SEXTO.- Costas.- Por aplicación de los artículos 239 y 240 de la Ley de Enjuiciamiento Criminal , procede la condena al acusado a abonar las costas causadas en el presente procedimiento Por todo lo cual, dictamos el siguiente
Fallo
Condenamos a don Florentino autor penalmente responsable de un delito de prevaricación administrativa, del artículo 404 del código penal , en la redacción vigente en la fecha en que ocurrieron los hechos, con la concurrencia de la circunstancia atenuante muy cualificada de dilaciones indebidas, del artículo 21.6º del código penal , en la redacción actualmente vigente, a la pena de 3 años y 6 meses de inhabilitación especial para los cargos de Alcalde, Teniente de Alcalde, Concejal o cualquier otro cargo de naturaleza electiva en el ámbito local, autonómico, estatal o europeo.
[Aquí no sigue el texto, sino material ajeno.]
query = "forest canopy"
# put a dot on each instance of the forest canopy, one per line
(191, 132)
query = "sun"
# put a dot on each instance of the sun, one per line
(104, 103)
Condenamos a don Florentino a abonar las costas causadas en el presente procedimiento.Notifíquese la presente resolución al Ministerio Fiscal y a las demás partes, con advertencia de que contra la misma podrá interponerse recurso de casación ante el Tribunal Supremo, para cuya preparación las partes tienen el plazo de cinco días a contar desde la notificación de esta resolución. Y ello por tratarse de un procedimiento incoado con anterioridad a la entrada en vigor de la Ley 41/2015, que se produjo el 6 de diciembre de 2015.
Así, por esta Sentencia, lo pronunciamos, mandamos y firmamos.
PUBLICACIÓN.- Leída y publicada fue la anterior sentencia por los Magistrados que la dictaron, en el día de su fecha.